Hijos del mismo titán y entregados al mismo castigo por orden del Gran Poder, Baltasar Garzón y Elpidio José Silva parecen encarnar el mito de Prometeo a la perfección, en una tragedia —no la griega sino la española, moderna y actual—, en la que un poder dominante, omnipresente pero invisible, actúa a través de ese Hefesto moderno que es la opinión pública, forjada ésta en los medios de comunicación.

Baltasar Garzón y Elpidio José Silva son hijos de la justicia española, ese titán que, a su vez, rinde sus cuentas a un poder sistemático, invisible para nosotros, los mortales ciudadanos de este país. Ambos fueron desheredados del sistema judicial por exceso de poder, y por ingenuos, según la opinión pública. Sin embargo, lo más probable es que, tanto Garzón como Silva, al igual que Prometeo, quisieran darnos a conocer al pueblo una verdad que nos está prohibida. Un fuego que no nos pertenece.

Sin embargo, y a pesar de que 'Prometeos' parecidos los ha habido siempre, encontramos en la era actual de la información una diferencia histórica importante, respecto al papel de los medios de comunicación sobre la generación y destrucción de los mitos modernos. Ya en 1957, en su célebre Mitologías (Siglo XXI, 2009), Roland Barthes advirtió la diferencia entre la mitología clásica aplicada al contexto cultural y la mitología como concepto discursivo del poder mediático, desde un punto de vista semiológico. En la segunda parte del libro, titulada El mito, hoy, Barthes afirmaba que «el mito es un habla» y que «no se trata de cualquier habla: el lenguaje necesita condiciones particulares para convertirse en mito». Es decir, el mito necesita de un sistema de comunicación apropiado, de un emisor, un receptor, un código —el significante y lo significado— y un mensaje intencionado, todo ello para la generación del mismo. 

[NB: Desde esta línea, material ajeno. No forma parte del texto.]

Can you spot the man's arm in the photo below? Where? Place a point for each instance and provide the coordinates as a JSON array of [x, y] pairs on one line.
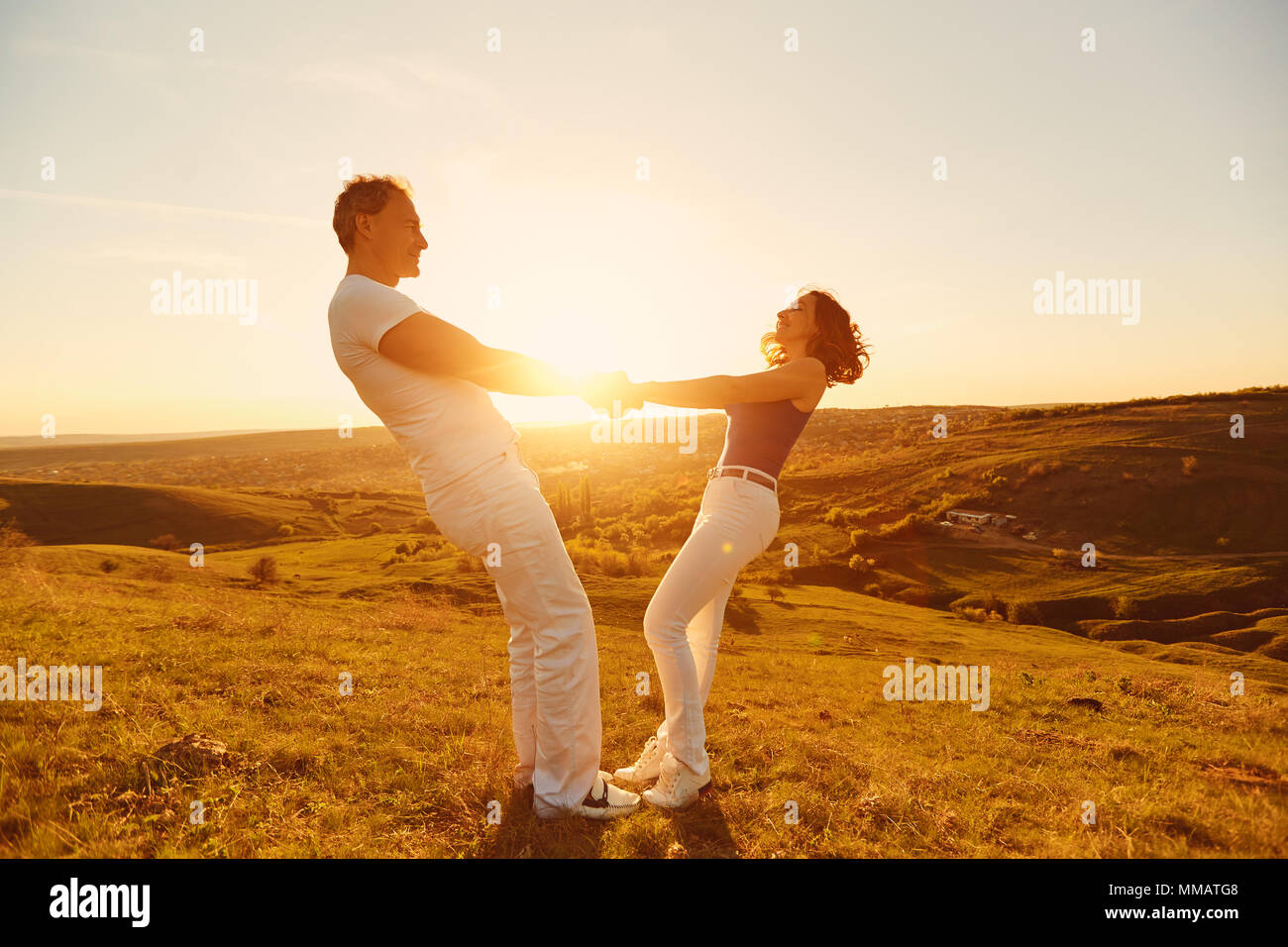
[[798, 379], [434, 347]]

En alusión particular al uso de la imagen, en este sistema de comunicación y generación mitológica, Barthes indica lo siguiente: 
«La imagen, a su vez, es susceptible de muchos modos de lectura: un esquema se presta a la significación mucho más que un dibujo, una imitación más que un original, una caricatura más que un retrato. Pero, justamente, ya no se trata de una forma teórica de representación: se trata de esta imagen, ofrecida para esta significación. La palabra mítica está constituida por una materia ya trabajada pensando en una comunicación apropiada. Por eso todos los materiales del mito, sean representativos o gráficos, presuponen una conciencia significante que puede razonar sobre ellos independientemente de su materia. Claro que esta materia no es indiferente: la imagen sin duda, es más imperativa que la escritura, impone la significación en bloque, sin analizarla ni dispersarla. Pero esto no es una diferenciación constitutiva. La imagen deviene escritura a partir del momento en que es significativa: como la escritura, supone una lexis».

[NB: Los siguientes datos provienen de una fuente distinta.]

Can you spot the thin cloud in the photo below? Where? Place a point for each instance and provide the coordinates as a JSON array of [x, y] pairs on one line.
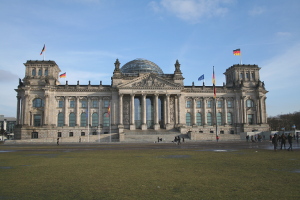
[[283, 34], [7, 77], [280, 71], [192, 10], [96, 53], [256, 11]]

Barthes subraya la importancia de la imagen, «más imperativa que la escritura», en su uso de significación completa, una «significación en bloque, sin analizarla ni dispersarla». En pleno siglo XXI, donde la velocidad informativa es vertiginosa, la imagen debe contener el mayor significado posible y autónomo de la escritura. Sin embargo, dentro de esa «significación en bloque» de la imagen, instantánea y liminal en su superficie, pueden coexistir otras líneas de significado, precisamente con una intención subliminal. Son estas 'segundas líneas' de significado de la imagen lo que la hacen realmente poderosa como herramienta mediática. 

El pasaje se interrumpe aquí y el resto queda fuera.